Microsoft Azure AI Speech Unveils Text-to-Speech Avatar in Public Preview

The creation of engaging avatar videos involves composing talking scripts using plaintext or SSML.

Microsoft Azure AI Speech Unveils Text-to-Speech Avatar in Public Preview
Photo by Matthew Manuel / Unsplash

Azure AI Speech has launched the public preview of its latest feature, the Text-to-Speech (TTS) Avatar, facilitating the creation of talking avatar videos and real-time interactive bots trained using human images. This innovation aims to offer versatile applications across various scenarios.

What is the TTS Avatar?
The TTS Avatar integrates text-to-speech capabilities with vision, enabling the generation of synthetic videos featuring 2D photorealistic avatars speaking. These avatars are created through Neural TTS Avatar models, utilizing deep neural networks based on human video recording samples, paired with voice provided by the TTS voice model.

Image / Microsoft

Why Avatars?
This feature streamlines video content creation by allowing users to efficiently produce videos like training modules, product introductions, or customer testimonials with text input. Additionally, it enhances interactive digital experiences, ideal for conversational agents, virtual assistants, and chatbots.

Features in the Release:

  • Prebuilt TTS Avatar: Offers diverse language options, allowing users to create videos or applications with real-time avatar responses.
  • Custom TTS Avatar: Enables the creation of personalized avatars using uploaded video recordings to train a synthetic video of a custom avatar speaking. This can include both prebuilt and custom neural voices.

Responsible AI Approach:
In adherence to Microsoft's commitment to responsible AI, the custom avatar feature is accessible via a Limited Access registration. This measure aims to safeguard individuals' rights, ensure transparent human-computer interaction, and counteract misleading deepfakes.

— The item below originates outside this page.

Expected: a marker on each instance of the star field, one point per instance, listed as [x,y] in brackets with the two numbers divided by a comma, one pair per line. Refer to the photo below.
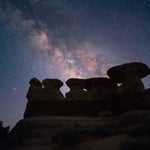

Capabilities of TTS Avatar:
Users can create engaging videos for training or presentations and build interactive experiences using avatars, such as virtual sales applications. The tool's capabilities span multiple languages and leverage Azure OpenAI Service for enhanced interaction.

Avatar Content Creation:
The creation of engaging avatar videos involves composing talking scripts using plaintext or SSML. Users can then synthesize videos using the Azure TTS 3.1 API, specifying the character and style of the avatar, desired video format, and additional elements like background music.

Microsoft

Interactive Avatar Experience:
The platform demonstrates an interactive avatar functioning as a virtual sales agent, engaging with customers in real-time, answering queries, and facilitating product orders through Azure AI Speech and other integrated Azure services.

The Azure AI Speech Text-to-Speech Avatar tool offers extensive possibilities for video content creation and interactive experiences, catering to diverse business needs.